Methods: Cold pain thresholds (CPT) were available from 329 healthy volunteers (aged 18 - 37 years; 159 men) enrolled in previous studies. The distribution of the pooled and log-transformed threshold data was described using a kernel density estimation (Pareto Density Estimation (PDE)) and subsequently, the log data was modeled as a mixture of Gaussian distributions using the expectation maximization (EM) algorithm to optimize the fit.
Results: CPTs were clearly multi-modally distributed. Fitting a Gaussian Mixture Model (GMM) to the log-transformed threshold data revealed that the best fit is obtained when applying a three-model distribution pattern. The modes of the identified three Gaussian distributions, retransformed from the log domain to the mean stimulation temperatures at which the subjects had indicated pain thresholds, were obtained at 23.7 °C, 13.2 °C and 1.5 °C for Gaussian #1, #2 and #3, respectively.

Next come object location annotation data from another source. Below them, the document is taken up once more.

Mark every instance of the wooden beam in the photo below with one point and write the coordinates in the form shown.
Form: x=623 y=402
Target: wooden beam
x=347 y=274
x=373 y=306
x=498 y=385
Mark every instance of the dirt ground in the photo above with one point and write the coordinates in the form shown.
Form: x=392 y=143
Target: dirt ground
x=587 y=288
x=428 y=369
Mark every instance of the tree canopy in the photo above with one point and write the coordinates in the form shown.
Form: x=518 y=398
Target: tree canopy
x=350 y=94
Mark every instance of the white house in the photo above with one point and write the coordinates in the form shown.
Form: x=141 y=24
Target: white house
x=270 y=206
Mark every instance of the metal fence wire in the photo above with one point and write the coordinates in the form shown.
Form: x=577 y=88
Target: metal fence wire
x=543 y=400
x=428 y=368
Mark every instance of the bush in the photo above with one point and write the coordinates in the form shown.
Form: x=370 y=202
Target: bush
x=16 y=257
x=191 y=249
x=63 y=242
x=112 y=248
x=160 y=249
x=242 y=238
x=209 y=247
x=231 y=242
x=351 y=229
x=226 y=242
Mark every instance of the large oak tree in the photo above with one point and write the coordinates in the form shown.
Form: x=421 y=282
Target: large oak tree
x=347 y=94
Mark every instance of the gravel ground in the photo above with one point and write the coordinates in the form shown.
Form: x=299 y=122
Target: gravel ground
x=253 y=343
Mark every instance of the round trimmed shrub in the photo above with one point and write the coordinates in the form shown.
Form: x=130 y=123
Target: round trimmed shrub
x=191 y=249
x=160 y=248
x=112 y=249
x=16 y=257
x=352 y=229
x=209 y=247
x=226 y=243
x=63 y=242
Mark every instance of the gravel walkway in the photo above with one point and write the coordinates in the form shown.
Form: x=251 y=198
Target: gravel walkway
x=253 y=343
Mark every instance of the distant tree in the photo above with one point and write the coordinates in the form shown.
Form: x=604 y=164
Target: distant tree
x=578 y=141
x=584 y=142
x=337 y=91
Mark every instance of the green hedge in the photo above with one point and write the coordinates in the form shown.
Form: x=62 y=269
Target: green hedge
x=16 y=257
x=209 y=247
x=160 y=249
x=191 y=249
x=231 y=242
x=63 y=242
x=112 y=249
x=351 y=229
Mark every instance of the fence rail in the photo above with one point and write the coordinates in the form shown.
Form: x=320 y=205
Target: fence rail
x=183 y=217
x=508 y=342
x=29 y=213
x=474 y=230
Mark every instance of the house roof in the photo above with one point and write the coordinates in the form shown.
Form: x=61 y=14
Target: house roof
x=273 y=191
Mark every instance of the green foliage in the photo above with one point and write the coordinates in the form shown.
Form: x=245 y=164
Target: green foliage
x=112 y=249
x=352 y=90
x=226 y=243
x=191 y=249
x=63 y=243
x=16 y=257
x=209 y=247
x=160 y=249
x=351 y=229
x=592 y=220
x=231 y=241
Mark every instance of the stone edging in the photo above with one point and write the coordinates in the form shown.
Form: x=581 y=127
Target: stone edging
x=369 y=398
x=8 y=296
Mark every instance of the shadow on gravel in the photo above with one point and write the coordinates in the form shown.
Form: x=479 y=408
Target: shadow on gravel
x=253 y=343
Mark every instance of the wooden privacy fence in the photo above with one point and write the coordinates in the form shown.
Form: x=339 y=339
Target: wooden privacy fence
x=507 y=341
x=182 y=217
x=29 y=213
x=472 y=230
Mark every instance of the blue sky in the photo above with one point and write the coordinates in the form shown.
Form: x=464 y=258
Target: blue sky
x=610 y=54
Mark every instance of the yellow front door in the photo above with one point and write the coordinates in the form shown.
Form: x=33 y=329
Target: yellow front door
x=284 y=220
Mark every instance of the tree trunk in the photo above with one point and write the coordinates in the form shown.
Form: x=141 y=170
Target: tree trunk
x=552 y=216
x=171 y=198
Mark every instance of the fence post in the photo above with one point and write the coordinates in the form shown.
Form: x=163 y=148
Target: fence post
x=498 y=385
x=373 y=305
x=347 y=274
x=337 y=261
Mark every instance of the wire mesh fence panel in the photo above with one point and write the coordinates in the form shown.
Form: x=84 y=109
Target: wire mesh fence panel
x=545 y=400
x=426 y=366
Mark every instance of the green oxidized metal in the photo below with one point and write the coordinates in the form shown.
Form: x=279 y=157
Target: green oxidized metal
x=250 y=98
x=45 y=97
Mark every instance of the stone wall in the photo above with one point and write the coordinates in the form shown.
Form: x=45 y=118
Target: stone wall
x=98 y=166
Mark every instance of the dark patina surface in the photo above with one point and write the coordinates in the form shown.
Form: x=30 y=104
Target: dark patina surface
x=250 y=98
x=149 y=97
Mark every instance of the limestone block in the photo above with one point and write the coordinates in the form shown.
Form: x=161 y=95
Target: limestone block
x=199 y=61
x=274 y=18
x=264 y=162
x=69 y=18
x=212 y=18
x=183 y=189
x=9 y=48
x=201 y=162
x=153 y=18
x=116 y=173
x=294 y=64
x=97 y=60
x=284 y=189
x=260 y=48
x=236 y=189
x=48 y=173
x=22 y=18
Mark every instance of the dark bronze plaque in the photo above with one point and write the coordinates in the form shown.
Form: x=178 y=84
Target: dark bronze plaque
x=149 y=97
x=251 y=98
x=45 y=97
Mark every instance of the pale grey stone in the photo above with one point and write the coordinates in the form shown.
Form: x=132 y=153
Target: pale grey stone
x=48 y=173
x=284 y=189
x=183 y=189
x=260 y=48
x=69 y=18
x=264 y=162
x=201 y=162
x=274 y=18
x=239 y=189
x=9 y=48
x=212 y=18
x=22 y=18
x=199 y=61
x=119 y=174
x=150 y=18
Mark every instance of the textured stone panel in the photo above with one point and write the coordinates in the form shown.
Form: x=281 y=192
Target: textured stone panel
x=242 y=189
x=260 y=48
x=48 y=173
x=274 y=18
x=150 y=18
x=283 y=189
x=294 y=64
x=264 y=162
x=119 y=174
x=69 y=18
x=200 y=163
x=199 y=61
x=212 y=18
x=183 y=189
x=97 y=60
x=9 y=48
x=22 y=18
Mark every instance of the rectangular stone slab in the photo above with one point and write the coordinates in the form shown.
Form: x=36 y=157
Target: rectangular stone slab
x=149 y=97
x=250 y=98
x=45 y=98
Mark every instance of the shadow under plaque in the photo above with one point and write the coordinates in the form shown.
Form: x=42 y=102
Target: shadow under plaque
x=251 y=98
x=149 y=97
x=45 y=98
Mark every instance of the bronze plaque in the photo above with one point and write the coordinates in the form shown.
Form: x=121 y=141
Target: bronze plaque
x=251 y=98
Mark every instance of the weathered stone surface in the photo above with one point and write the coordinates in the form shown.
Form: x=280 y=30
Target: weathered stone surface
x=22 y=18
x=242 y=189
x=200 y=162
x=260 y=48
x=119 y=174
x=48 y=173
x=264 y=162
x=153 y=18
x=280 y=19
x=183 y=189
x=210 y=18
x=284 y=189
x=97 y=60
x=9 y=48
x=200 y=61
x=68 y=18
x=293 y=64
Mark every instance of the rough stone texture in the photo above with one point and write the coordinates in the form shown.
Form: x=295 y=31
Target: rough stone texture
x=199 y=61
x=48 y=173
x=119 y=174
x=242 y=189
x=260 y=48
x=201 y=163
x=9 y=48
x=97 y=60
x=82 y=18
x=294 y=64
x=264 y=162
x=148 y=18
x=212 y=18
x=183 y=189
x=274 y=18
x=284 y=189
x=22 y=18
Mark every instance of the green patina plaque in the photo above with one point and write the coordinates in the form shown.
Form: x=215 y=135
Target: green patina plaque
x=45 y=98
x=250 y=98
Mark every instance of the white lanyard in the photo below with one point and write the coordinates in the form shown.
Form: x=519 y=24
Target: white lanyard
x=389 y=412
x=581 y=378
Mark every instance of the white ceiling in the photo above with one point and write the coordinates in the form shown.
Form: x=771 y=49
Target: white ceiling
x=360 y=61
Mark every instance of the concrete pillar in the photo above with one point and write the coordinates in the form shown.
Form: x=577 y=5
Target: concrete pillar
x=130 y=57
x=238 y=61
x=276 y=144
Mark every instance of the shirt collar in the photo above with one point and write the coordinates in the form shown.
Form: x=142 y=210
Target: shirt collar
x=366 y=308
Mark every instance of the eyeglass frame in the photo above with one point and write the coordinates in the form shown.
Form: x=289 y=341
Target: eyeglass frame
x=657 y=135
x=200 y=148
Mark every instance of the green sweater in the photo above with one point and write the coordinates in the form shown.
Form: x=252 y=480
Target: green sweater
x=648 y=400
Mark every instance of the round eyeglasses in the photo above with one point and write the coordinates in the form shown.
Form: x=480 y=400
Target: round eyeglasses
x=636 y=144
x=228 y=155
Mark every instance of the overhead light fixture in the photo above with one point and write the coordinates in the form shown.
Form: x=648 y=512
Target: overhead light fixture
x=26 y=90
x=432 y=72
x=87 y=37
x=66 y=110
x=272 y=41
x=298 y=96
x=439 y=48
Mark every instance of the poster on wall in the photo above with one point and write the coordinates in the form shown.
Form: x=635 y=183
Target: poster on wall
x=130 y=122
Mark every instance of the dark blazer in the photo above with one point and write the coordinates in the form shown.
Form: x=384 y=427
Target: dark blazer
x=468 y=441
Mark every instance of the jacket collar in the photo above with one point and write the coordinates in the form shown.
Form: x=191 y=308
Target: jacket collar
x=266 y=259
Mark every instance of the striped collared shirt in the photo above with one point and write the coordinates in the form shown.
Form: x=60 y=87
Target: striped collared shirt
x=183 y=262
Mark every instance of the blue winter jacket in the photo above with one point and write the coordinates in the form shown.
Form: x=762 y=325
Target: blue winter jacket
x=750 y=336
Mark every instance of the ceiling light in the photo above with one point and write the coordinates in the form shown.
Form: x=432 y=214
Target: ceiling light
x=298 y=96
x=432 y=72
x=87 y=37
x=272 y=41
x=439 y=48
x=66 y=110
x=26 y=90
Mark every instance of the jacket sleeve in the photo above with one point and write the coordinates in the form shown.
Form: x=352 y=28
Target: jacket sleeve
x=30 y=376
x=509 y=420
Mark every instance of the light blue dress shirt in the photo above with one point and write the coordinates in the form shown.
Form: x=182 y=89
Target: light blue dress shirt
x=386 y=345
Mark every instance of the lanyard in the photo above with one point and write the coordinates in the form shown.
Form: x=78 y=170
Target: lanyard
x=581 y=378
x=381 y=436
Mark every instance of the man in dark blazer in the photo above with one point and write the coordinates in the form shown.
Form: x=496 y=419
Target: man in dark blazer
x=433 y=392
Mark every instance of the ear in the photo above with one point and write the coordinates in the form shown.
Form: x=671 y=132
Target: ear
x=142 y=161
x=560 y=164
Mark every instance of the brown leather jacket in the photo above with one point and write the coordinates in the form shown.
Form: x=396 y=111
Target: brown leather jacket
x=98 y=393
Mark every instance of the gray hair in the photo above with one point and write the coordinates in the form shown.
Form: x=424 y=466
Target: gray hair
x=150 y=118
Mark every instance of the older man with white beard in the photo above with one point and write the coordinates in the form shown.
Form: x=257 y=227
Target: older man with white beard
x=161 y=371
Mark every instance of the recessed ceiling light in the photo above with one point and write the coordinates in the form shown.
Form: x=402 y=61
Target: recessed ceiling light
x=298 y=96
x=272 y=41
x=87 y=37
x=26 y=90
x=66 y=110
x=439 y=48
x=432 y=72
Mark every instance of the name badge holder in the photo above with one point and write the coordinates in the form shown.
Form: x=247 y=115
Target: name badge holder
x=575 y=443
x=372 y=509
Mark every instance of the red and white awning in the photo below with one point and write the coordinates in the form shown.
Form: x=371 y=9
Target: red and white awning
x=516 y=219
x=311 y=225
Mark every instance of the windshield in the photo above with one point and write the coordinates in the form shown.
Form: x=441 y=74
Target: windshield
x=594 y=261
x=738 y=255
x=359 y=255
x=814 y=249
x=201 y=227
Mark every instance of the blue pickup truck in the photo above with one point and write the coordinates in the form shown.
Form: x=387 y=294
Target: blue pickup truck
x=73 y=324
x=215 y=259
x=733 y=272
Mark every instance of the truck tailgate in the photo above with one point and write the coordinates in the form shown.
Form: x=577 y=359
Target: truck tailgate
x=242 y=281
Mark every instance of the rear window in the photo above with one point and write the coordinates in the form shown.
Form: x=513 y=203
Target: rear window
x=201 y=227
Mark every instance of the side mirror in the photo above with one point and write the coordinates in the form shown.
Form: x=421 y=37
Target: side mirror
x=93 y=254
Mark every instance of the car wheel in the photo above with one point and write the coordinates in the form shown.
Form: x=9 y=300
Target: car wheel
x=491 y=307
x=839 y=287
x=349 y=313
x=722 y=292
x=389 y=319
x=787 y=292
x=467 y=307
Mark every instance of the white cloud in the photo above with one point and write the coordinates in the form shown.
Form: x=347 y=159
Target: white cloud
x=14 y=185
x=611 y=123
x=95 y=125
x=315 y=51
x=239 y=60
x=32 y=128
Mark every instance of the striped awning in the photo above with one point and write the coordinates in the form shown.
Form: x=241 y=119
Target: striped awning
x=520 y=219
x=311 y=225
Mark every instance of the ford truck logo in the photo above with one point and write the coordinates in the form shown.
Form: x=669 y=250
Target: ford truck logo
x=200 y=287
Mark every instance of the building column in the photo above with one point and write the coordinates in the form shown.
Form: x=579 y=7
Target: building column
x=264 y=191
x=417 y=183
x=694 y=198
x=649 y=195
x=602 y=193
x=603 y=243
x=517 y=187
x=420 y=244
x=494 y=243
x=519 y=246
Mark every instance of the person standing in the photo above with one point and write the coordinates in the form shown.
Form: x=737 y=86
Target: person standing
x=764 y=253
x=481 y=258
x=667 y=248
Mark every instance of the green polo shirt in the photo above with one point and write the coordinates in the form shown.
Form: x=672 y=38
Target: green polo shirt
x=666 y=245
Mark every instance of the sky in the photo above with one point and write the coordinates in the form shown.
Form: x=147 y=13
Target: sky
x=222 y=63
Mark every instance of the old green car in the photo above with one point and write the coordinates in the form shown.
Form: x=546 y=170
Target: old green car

Conclusions: The localization of the first and second Gaussians was interpreted as reflecting the contribution of two different cold sensors. From the calculated localization of the modes of the first two Gaussians, the hypothesis of an involvement of TRPM8, sensing temperatures from 25 - 24 °C, and TRPA1, sensing cold from 17 °C can be derived. In that case, subjects belonging to either Gaussian would possess a dominance of the one or the other receptor at the skin area where the cold stimuli had been applied. The findings therefore support a suitability of complex analytical approaches to detect mechanistically determined patterns from pain phenotype data.